Vous êtes fille d’un psychologue et d’une psychanalyste. Les parents restent-ils pour l’enfant des « modèles » sur lesquels il se projette ?

Ce n’est pas que l’enfant se projette, ses parents apparaissent de facto comme des modèles. Les neurones miroirs du cerveau [les neurones miroirs désignent une catégorie de neurones du cerveau qui présentent une activité lorsqu’un individu (humain ou animal) exécute une action et aussi lorsqu’il observe un autre individu (en particulier de son espèce) exécuter la même action, ou même lorsqu’il imagine une telle action, d’où le terme « miroir », ndlr] conduisent à imiter et à reproduire ce que l’enfant voit au sein de son environnement familial. C’est une projection psychologique. En ce qui concerne l’activité professionnelle proprement dite, il est plus facile pour un fils de vigneron de prendre la relève de son père au sein d’un univers qu’il connaît et maîtrise depuis son plus jeune âge… L’influence parentale est donc, dans ce domaine également, très marquée.
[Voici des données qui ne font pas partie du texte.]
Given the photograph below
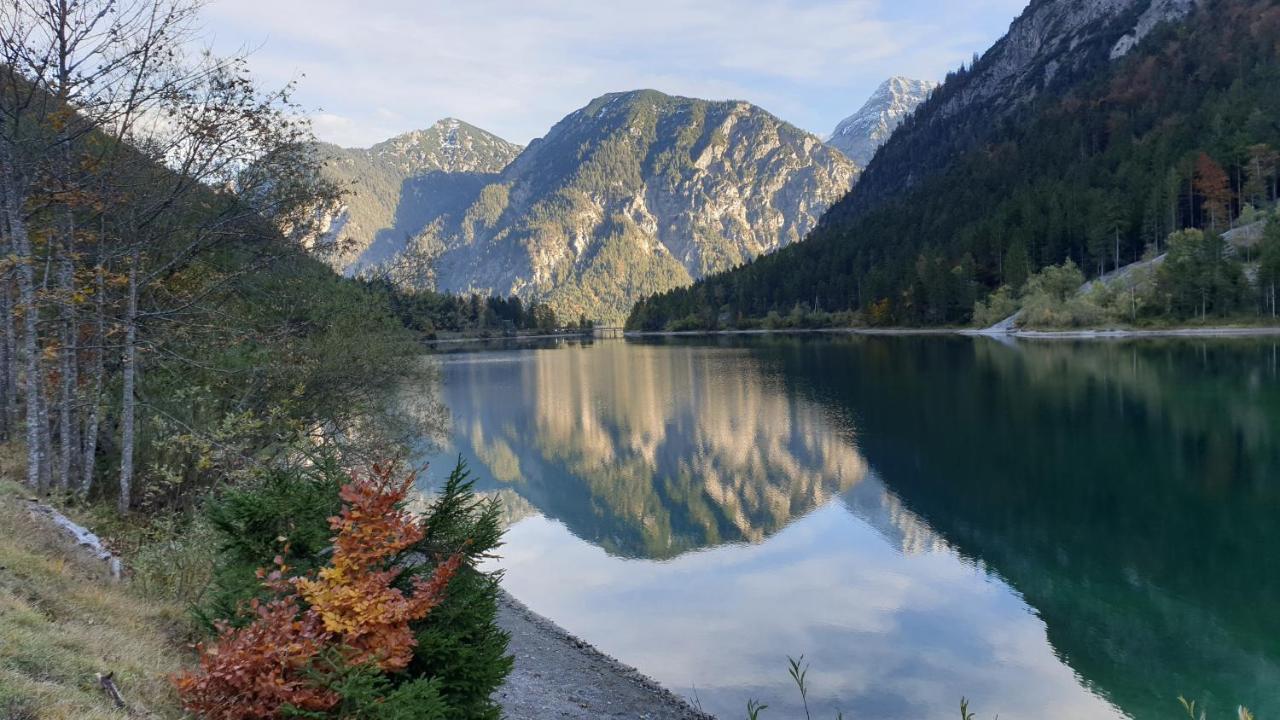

Le conflit est-il inhérent à toute relation parents/enfants ?

Au-delà des relations parents/enfants, le conflit est inhérent à toute relation, et il s’avère surtout nécessaire et fondamental. Du fait que la relation avec les parents est de très longue durée, elle est forcément source de conflits. Dès que l’enfant naît, il existe en tant que personne et va donc assez rapidement s’opposer à sa mère afin de s’affirmer. Au fil des années, l’enfant va devenir adolescent puis adulte, alors que ses parents, eux, passeront de l’âge adulte à celui de personnes âgées. Les rapports vont donc évoluer dans le temps, mais le conflit lui, même s’il se déplace (je ne veux pas boire mon biberon, je ne veux pas faire mes devoirs, je ne veux pas rester dormir à la maison, je ne veux pas que vous vous immisciez dans ma vie de famille…), reste présent tout au long de cette relation parents/enfants. Il faut comprendre qu’une relation où le conflit n’existe pas est une relation de soumission d’une personne par rapport à une autre. Le conflit fait vivre la relation où deux personnes en s’opposant cherchent à exister.

Ce rapport de force qui s’instaure au fil des années entre l’enfant et ses parents fait-il également partie de sa construction vers l’âge adulte, un besoin de s’affirmer ?

Les rapports de force sont l’échec du conflit, la non-résolution progressive de celui-ci. Le conflit est sain pour faire évoluer une relation. Il est l’inverse de la violence, alors que le rapport de force induit la supériorité d’un être par rapport à un autre. Ceci implique de la contrainte, donc de la violence. Il convient de faire un distinguo entre le conflit qui permet à l’enfant comme à l’adolescent d’exister en tant que personne par rapport au modèle parental, et ce rapport de force qui est une régression de la relation.

Entre laxisme et sévérité extrême, fessés et « il est interdit d’interdire », quel est le juste milieu dans la relation entretenue avec ses enfants ?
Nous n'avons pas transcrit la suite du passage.